Some situations presented by other works were observed in this work. For example, the spectrum differences in vowels give the emotional status [28] and some confusions between anger and happiness [15, 16, 27]. Thus, the speech corpus presented similar outcomes as other databases used in the field of emotion recognition.

An advantage of the emotion recognition approach presented in this paper is that it shares the building stages of a general purpose ASR system. Thus, considering that a labelled emotional speech corpus is available, the implementation of the emotion recognizer can be performed quickly. In comparison with other works as [27] only one classifier is required and emotion recognition can be performed over whole sentences or for each word in a sentence.
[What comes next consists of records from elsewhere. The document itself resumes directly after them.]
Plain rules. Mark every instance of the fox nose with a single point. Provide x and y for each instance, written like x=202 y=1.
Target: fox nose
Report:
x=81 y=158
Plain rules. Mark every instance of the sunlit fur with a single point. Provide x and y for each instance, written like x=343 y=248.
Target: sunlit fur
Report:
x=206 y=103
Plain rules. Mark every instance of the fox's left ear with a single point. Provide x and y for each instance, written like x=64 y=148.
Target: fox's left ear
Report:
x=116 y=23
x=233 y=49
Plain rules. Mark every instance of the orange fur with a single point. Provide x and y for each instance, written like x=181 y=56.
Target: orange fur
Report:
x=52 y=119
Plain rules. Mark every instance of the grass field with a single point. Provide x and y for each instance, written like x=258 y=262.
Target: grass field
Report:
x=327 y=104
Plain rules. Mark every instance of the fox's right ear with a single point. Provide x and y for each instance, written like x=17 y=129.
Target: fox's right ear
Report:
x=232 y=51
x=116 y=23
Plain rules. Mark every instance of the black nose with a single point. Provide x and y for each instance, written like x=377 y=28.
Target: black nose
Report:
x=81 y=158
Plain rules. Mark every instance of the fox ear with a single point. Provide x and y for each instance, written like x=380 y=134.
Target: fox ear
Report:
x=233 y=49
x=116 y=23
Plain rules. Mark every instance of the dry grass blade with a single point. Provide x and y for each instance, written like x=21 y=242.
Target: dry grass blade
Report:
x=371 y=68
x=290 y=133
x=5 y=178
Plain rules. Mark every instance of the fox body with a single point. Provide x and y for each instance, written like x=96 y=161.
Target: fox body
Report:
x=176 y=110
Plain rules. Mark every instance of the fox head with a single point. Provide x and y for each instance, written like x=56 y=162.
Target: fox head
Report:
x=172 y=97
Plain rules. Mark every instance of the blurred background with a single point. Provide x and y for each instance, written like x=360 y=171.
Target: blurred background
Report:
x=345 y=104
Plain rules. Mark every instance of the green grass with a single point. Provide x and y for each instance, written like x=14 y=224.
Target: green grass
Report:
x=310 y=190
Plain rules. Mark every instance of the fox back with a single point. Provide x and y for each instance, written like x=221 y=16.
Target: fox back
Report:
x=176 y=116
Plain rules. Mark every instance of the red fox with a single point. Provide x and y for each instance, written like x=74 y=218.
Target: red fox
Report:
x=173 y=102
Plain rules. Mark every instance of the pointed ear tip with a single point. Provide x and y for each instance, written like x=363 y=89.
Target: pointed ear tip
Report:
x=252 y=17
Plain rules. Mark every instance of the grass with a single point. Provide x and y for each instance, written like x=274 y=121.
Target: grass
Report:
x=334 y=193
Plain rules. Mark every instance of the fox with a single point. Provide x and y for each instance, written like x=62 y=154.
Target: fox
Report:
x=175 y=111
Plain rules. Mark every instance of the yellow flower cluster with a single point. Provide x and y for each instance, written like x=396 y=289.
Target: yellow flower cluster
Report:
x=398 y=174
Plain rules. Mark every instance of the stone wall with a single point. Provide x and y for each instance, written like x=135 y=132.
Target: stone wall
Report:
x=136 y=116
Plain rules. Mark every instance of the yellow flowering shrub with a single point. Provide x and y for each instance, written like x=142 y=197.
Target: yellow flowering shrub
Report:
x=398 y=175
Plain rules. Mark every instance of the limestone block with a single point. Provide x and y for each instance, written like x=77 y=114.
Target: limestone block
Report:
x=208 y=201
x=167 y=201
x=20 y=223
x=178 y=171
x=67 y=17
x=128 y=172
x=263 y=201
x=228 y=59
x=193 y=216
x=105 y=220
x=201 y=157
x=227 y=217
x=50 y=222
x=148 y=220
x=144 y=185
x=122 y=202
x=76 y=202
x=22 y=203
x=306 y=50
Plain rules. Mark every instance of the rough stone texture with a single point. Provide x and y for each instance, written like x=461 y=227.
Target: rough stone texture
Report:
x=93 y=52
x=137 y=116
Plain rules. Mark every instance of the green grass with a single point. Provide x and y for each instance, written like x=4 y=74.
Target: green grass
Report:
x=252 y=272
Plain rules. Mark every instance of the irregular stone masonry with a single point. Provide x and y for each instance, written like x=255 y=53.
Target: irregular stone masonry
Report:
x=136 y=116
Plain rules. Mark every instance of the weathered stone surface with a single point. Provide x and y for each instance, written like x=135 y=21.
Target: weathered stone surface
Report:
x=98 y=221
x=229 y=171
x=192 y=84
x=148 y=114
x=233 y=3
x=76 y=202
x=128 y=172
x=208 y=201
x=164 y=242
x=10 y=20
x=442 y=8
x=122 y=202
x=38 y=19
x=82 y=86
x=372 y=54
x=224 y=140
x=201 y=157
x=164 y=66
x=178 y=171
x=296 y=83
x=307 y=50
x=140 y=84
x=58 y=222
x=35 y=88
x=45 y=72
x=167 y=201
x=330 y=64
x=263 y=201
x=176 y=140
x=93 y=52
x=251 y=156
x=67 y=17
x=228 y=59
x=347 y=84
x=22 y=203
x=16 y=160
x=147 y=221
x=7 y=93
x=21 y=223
Also, standard adaptation techniques can be used to make the ASR usable for other speakers for the same purpose of emotion recognition. In this case, the new speaker would be required to produce emotional speech to perform adaptation. For this task, the stimuli presented in Tables 14 can be used, and automatic labelling of the adaptation speech can be performed with an emotion-adapted phoneme transcription tool. Online speaker adaptation with the option to add vocabulary to an existing ASR system was presented in [38] with significant results for disordered speech. This can be explored for the case of emotional speech recognition, and ongoing work is focused on the following points:

  1. to test the approach with other emotional speech databases with more emotions;

  2. to increase the vocabulary and speakers in the Mexican Spanish emotional database. This is important to test emotion recognition performance with a larger vocabulary and a more complex language model;

  3. to build an ASR with the proposed approach to recognize spontaneous emotional speech. In this case, online (automatic) speaker adaptation with live emotional speech is required;

  4. to compare the performance of the proposed approach when other classification techniques as SVM and ANNs are considered;

  5. to improve current performance.

Acknowledgments

The author thanks Engineer Yara Pérez Maldonado for designing the emotional stimuli and performing the speech recordings of emotional speech for the initial set of four speakers of the speech database and for performing initial phonetic and orthographic labeling on the same speech data.